I have lived on Majura Avenue for over 30 years. Many Majura Avenue dwellers are now being hounded by the traffic authorities to stop parking on their own nature strips.
This is a long standing problem which has now been exacerbated by: the increasing and inappropriate use of Majura Avenue as an arterial road; the development of single-bedroom units with inadequate provision for parking for guests, delivery vehicles, etc; and a lack of flexibility in the rules for the use of nature strips.
To set the scene, the nature strips along Majura Avenue are between six and eight metres wide. Although there are signs prohibiting stopping northbound along Majura Avenue between Wakefield Avenue and the first bus stop, there are none prohibiting parking between that bus stop and Cowper Street. Residents are therefore quite entitled to park on the roadway, restricting Majura Avenue to one-lane northbound – I would imagine that the evening peak hour traffic would be backed up along Limestone Avenue to the Australian War Memorial!

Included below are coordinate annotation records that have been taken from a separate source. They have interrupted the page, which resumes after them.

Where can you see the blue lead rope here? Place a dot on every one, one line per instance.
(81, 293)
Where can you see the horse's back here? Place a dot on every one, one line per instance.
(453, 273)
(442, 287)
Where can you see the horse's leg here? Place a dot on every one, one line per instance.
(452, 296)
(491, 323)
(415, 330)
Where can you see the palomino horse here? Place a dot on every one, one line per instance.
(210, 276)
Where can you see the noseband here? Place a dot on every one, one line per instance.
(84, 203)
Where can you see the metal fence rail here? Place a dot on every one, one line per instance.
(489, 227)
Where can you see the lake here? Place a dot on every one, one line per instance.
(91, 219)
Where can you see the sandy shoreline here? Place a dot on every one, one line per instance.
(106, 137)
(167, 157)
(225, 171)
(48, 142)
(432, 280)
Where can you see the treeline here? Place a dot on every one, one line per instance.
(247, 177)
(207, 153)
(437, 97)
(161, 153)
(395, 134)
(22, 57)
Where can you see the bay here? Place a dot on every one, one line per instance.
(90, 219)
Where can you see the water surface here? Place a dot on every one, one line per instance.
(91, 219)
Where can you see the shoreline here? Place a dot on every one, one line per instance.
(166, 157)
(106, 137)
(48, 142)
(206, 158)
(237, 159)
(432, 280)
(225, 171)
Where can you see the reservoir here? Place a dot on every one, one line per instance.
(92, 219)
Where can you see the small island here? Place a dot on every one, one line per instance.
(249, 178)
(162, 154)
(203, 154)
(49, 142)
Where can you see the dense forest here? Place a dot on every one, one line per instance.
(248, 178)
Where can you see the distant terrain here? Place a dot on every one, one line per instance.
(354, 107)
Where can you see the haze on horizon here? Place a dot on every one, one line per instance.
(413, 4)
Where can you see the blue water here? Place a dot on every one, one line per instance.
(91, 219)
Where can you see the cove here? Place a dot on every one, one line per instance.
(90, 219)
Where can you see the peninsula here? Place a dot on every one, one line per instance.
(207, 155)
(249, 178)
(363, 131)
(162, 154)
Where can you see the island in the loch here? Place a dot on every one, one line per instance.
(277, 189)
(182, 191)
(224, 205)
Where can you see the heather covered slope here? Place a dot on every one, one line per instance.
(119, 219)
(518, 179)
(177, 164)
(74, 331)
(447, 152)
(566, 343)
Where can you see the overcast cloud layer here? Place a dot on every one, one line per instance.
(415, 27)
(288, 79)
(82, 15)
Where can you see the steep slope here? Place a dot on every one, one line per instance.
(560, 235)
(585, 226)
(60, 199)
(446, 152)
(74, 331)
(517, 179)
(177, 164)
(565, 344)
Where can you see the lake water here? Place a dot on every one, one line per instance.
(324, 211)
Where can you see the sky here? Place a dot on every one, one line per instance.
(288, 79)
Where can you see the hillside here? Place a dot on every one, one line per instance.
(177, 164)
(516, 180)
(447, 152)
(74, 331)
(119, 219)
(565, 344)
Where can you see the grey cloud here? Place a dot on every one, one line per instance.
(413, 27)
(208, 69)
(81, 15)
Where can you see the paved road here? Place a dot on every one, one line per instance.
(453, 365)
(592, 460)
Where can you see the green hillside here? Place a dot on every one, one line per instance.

In 2004, when I was warned against leaving my car on the nature strip outside my house, I responded in writing, asking what the difference is between my getting approval to construct a semi-permanent garden on my nature strip and my (or others) occasionally parking there? I also asked whether the ACT Road Transport Authority, as it then was, would prefer me to park on the roadway? I also pointed out that eliminating residents’ current right to park on the roadway should also involve a reduction in our rates to reflect the loss of a current amenity.
The result was a vacuous letter from the traffic authorities about creating gardens on nature strips, and the complete cessation of further action to implement any ban on parking on nature strips along Majura Avenue.
There was a subsequent attempt a couple of years ago to warn me about parking outside my home; when I contacted the traffic authorities to ask if the policy had changed, I was assured that my notice was a mistake and that they had been targetting the next door house. (Hardly good policy implementation but good enough for my personal purposes!)
Now, with the building of units along Majura Avenue, it has all started again. Not only residents but their guests, delivery vehicles and tradespeople are presumably required to park on the roadway.
One hopes we can line up one of the Opposition MLAs so that if the traffic authorities attempt to gazette a parking ban and erect No Parking signs, a motion of disallowance of the legislative instrument can be lodged immediately, to allow time for yet another inquiry into the chaos that passes for urban planning in North Canberra.